Population Size and Post-apocalyptic Fantasies

There’s a persistent narrative in America about collapse involving a small band of heroic individuals surviving through a relatively short hard time to rebuild the human species. Sometimes, “relatively short” means only a few days, while sometimes it is as long as a generation, but the band of people is never bigger than perhaps a thousand people, and quite often, the group is quite small.

The truth is that it would take a population of at least 2500 people to save humanity from a long decline ending in total extinction. Corey Bradshaw does a nice job summarizing the situation in Why populations can’t be saved by a single breeding pair. Keep in mind that this isn’t just 2500 people on Earth, but rather, 2500 people who are part of the same general community or a bunch of separate communities that regularly visit one another. The 2500 have to interact with one another regularly. If there are 1000 in China, 500 in the US, and 1000 in Argentina, that doesn’t count.

In the US, I think the belief that a single breeding pair can re-establish humanity comes from three places: 1) A literal interpretation of the Bible, with all the inbreeding that it implies, 2) Hollywood budgets that limit the size of groups in apocalyptical and post-apocalyptic stories, 3) Lack of understanding of population genetics. I’m not an expert in population genetics myself, but I choose to trust people who have studied the subject in depth.
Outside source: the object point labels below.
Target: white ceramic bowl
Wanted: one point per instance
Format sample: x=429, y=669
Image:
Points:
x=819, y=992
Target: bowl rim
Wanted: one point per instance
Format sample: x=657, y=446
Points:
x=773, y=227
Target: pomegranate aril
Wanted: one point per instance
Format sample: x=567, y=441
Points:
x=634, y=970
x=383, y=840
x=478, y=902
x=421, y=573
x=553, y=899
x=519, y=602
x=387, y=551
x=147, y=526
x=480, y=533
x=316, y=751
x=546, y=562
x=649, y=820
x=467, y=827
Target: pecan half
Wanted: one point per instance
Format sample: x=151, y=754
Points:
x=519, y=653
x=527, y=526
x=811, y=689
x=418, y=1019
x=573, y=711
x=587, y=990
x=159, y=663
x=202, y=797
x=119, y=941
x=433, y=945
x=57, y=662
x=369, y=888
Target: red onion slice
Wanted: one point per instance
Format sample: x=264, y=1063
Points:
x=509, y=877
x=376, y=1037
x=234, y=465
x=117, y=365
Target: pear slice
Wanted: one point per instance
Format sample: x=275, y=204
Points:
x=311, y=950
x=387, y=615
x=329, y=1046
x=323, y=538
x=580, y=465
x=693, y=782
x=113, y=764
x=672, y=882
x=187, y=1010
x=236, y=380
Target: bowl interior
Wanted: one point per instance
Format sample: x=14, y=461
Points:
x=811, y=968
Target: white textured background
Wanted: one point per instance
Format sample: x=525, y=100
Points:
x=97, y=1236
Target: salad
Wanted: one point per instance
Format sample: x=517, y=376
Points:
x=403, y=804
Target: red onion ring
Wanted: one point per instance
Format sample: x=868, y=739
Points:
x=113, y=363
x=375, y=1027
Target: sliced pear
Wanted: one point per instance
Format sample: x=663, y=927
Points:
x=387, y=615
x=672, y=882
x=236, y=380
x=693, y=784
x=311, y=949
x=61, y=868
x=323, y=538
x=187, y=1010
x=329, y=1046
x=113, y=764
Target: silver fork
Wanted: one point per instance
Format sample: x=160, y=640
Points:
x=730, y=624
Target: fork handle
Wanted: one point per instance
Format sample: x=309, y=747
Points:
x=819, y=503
This is just one misunderstanding about the survivability of the coming collapse of this civilization. Others include the complexity of modern technology, the cognitive capacity of people who are struggling to merely survive, the post-collapse availability of dense energy sources (like oil), the rapid oscillation of climate on a planet that is re-establishing equilibrium after a destabilizing event (anthropogenic climate change), and the genocidal ambitions of those who typically own weapons. In short, there isn’t going to be a happy ending after a period of turmoil.